If you could bet on a 16 year old and get a percentage of their success for the rest of their life, what factors would you look at?
the factors that come to mind are:
1. have an intense ambition to be more successful then both parents
2. higher than average introspection
3. ability to be proactive (started a club, created a course of study for themselves, etc.)
4. be more concerned with understanding schoolwork than with grades
an urge to constantly build things — models, motors, designs.
As I look back at my friends from junior high forward, the most successful among them were the builders, the creators, the ones who could not sit still but needed to create. I think its a fairly reliable indicator of future success.
Walter Mischel’s famous marshmallow experiments testing young kids impulse control showed that one’s ability to delay short-term gratification in the pursuit of a long-term reward correlate with one’s success in the future. I believe this to be especially significant for teenagers growing up in a culture of instant gratification all around them.
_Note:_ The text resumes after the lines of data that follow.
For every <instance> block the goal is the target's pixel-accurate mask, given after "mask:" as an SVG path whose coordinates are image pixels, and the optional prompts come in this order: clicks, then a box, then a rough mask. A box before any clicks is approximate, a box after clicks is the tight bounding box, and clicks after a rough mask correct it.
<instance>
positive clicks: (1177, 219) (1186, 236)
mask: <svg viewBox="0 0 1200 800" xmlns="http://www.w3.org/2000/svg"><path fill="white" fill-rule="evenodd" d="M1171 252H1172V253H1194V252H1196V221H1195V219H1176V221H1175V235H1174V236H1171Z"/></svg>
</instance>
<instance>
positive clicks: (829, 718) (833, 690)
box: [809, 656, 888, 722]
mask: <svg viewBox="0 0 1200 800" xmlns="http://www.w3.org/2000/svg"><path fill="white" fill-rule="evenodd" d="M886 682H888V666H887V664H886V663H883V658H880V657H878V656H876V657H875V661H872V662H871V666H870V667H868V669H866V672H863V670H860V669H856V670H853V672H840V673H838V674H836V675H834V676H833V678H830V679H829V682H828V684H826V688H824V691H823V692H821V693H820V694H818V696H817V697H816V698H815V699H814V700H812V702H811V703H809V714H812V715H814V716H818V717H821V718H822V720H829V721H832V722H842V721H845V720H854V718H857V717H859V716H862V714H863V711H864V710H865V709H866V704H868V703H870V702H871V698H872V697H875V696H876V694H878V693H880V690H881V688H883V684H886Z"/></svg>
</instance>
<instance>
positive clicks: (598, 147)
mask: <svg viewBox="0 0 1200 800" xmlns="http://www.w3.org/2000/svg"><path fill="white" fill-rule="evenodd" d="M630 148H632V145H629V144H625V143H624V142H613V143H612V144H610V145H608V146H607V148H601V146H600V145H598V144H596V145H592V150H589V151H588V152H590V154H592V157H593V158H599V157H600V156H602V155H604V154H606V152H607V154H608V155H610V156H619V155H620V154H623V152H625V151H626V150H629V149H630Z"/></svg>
Are they going to spend all day watching YouTube videos – or are they going to sit down, study, think, and/or build things driven by the desire to understand how things work and how to build a future they imagine?
As you put it in one of your recent tweets: Nobody changed the world while they were on vacation.
Auren, I think rather than “have an intense ambition to be more successful then both parents”, they should have parents who encourage them to greater success.
You, sir, win the prize, for a perfect comment!
Wise, witty and accurate. A rare instance in our contrarian world, or contrarian comment blogosphere: Behavior motivated by loving kindness (caring parents) can result in an optimal outcome.
5. Slightly manic tendencies, higher than average optimism.
6. A healthy growth mindset. When looking at a challenge reflexively responding with the thought “If I work hard enough, I can do that too.”